Membership will be open to all local authority quality improvement officers and curriculum development officers and will include secondees, consultants, temporary and permanent staff and retired staff working across all sectors of education.

However, a suggestion that membership should be open to members of HMIE and staff working in teacher education institutions was rejected.

Members will be balloted on a new “statement of commitment”, setting out their professional responsibilities.

Tommy Docherty, the association’s president, told the conference that advisers had been virtually invisible in recent education debates and had to adopt a higher profile.

Some members are still not being paid their correct salaries under the teachers’ agreement. Mr Docherty said that he had tried to raise this and other issues with the Education Minister, but to no avail.

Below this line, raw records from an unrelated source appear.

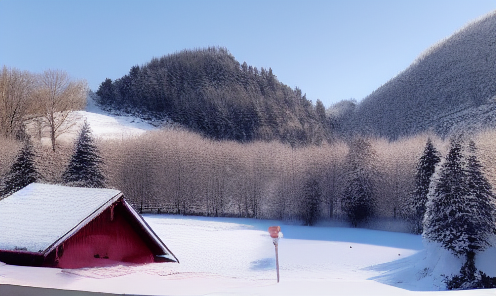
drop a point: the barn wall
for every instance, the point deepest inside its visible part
(103, 242)
(21, 258)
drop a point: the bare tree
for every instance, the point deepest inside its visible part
(57, 96)
(15, 100)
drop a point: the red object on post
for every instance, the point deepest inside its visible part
(274, 231)
(274, 234)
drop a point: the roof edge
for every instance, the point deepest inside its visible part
(81, 224)
(149, 230)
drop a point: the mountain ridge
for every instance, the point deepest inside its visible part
(455, 75)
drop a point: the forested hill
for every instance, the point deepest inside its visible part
(450, 88)
(210, 92)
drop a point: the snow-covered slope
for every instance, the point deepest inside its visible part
(232, 256)
(107, 126)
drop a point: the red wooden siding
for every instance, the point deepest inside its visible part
(105, 240)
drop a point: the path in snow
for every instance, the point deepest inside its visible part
(230, 256)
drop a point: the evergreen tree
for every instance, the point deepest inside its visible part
(425, 169)
(358, 198)
(460, 214)
(447, 215)
(312, 196)
(84, 168)
(22, 172)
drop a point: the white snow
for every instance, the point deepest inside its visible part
(106, 126)
(38, 215)
(229, 256)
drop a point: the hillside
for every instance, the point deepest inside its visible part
(449, 88)
(208, 91)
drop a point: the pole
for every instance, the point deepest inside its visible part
(277, 260)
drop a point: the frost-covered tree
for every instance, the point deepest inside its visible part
(312, 195)
(425, 169)
(85, 166)
(358, 198)
(22, 172)
(460, 213)
(447, 216)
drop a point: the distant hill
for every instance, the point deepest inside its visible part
(449, 88)
(208, 91)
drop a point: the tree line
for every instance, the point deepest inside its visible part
(43, 100)
(208, 91)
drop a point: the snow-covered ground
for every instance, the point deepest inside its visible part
(103, 125)
(230, 256)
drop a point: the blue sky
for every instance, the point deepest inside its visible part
(333, 50)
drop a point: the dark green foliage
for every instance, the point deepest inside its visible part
(84, 169)
(358, 198)
(23, 171)
(460, 212)
(209, 92)
(311, 200)
(425, 169)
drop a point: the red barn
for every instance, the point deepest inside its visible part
(72, 227)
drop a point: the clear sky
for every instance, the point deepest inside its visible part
(333, 50)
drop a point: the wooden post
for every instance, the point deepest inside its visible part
(275, 234)
(277, 260)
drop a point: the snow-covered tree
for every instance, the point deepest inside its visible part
(481, 200)
(84, 168)
(425, 169)
(22, 172)
(358, 198)
(460, 213)
(312, 195)
(447, 216)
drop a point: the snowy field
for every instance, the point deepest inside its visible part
(229, 256)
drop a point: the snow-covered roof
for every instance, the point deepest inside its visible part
(39, 215)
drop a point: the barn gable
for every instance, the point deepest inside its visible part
(68, 227)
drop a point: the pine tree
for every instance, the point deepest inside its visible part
(425, 169)
(312, 195)
(22, 172)
(447, 216)
(84, 168)
(358, 198)
(460, 213)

“Neither the minister nor his civil servants seem to realise we exist, never mind realise the vital role we play in school improvement. In 2001, when Jack McConnell was Education Minister, he extolled our virtues in securing improvement in schools,” Mr Docherty said.

Since then the association had been overlooked by ministers and civil servants.

Mr Docherty said: “I am now inclined to write to the First Minister himself. We have achieved a considerable amount but we need Government to recognise our contribution. We need to be at the centre of things.”

A spokeswoman for the Scottish Executive said: “The Education Minister recognises the importance of all those involved in education and values the contribution that they make.”